Nintendo largely failed to sell anyone beyond its loyal fan base on the merits of this console that deserved more love than it received. The building blocks of the Switch’s success are fully on display, but unable to take advantage of the opportunity.

Nintendo Entertainment System

Nintendo Entertainment System and Controller

The Nintendo Entertainment System weighs 2.27 kg (5 lbs) and was first released in Japan in July 1983. The NES sold 61.9 million units and continued to be manufactured until 2003 in the land of the rising sun.

Nintendo has proven that the previous video game crash was just an opportunity for the right company with a quality product to step up and grab the market. As Atari fades away, the Nintendo entertainment system rises from its ashes to make everyone fall in love with the game.

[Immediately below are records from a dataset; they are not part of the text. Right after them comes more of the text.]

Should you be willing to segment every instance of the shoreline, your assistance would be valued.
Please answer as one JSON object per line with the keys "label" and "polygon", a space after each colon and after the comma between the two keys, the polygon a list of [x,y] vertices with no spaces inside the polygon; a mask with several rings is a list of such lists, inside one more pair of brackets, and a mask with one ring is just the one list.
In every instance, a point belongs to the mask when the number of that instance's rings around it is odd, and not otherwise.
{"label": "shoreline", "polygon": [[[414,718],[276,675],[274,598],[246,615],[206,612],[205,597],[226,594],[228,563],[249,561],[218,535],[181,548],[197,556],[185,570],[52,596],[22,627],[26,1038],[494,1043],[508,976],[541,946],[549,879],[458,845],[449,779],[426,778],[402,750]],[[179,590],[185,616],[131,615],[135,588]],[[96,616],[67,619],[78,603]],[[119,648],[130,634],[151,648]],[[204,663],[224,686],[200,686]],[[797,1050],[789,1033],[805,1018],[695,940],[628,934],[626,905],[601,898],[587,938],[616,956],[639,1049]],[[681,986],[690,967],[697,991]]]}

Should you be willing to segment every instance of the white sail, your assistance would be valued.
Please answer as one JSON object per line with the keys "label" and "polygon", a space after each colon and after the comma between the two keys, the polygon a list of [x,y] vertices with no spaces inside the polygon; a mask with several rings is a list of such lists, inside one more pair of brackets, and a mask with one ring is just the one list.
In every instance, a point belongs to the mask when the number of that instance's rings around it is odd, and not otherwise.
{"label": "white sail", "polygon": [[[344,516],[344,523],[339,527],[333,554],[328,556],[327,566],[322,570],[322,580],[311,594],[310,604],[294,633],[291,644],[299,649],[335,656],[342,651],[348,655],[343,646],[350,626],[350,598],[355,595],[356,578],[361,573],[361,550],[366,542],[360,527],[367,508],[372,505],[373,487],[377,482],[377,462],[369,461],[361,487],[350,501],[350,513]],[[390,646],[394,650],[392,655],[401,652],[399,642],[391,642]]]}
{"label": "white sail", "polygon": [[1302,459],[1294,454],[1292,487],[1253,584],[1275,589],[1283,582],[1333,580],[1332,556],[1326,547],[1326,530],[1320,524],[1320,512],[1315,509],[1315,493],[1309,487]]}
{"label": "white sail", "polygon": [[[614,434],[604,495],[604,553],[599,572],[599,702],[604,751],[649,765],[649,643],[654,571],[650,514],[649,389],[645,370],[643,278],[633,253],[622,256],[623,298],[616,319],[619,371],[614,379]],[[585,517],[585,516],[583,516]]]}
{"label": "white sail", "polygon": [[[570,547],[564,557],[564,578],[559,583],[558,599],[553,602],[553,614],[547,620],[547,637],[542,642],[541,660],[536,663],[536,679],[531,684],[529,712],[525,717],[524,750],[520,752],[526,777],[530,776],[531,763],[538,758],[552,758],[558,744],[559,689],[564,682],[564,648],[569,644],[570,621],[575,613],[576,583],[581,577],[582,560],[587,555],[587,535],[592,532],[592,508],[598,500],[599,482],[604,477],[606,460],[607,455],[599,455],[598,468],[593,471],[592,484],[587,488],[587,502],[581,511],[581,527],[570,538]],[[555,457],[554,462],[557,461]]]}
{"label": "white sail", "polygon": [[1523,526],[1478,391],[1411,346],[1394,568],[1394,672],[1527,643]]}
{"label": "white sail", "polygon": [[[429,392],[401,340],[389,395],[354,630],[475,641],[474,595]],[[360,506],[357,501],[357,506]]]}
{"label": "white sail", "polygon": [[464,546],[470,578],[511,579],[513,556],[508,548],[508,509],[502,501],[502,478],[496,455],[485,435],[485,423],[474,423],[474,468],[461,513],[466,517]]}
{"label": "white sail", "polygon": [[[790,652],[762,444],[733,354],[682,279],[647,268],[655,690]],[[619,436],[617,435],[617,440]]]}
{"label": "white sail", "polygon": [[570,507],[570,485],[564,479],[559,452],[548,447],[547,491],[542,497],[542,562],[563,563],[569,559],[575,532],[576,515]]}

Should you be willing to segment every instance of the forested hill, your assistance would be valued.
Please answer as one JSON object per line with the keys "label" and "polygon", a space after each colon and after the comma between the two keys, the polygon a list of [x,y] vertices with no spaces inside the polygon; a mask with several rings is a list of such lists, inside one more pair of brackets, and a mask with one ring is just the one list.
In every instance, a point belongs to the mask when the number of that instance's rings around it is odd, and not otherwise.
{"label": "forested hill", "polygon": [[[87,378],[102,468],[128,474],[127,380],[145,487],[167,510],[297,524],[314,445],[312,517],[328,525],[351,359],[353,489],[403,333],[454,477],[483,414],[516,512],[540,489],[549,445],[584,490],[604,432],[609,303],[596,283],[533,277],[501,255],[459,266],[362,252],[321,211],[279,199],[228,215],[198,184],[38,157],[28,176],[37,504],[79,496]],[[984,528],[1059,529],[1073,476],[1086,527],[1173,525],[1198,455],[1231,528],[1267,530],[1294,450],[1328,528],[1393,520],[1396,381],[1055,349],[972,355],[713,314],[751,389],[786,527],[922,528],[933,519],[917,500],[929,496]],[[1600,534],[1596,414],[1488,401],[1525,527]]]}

The GameCube and the controller on a white background

The GameCube weighs 2.4 kg (5.3 lbs) and it was first released in Japan in September 2001. Although it received a positive reception from critics, fans have not. as much sustained with only 21.7 million units sold before its shutdown in 2007.

Nintendo suffered from being too “kid-friendly” during this generation of consoles and lost to rougher titles that took advantage of emerging technologies. While the company eventually moved away from cartridges, it wasn’t ready to let go of a younger audience and forgot to pay attention to its older fans.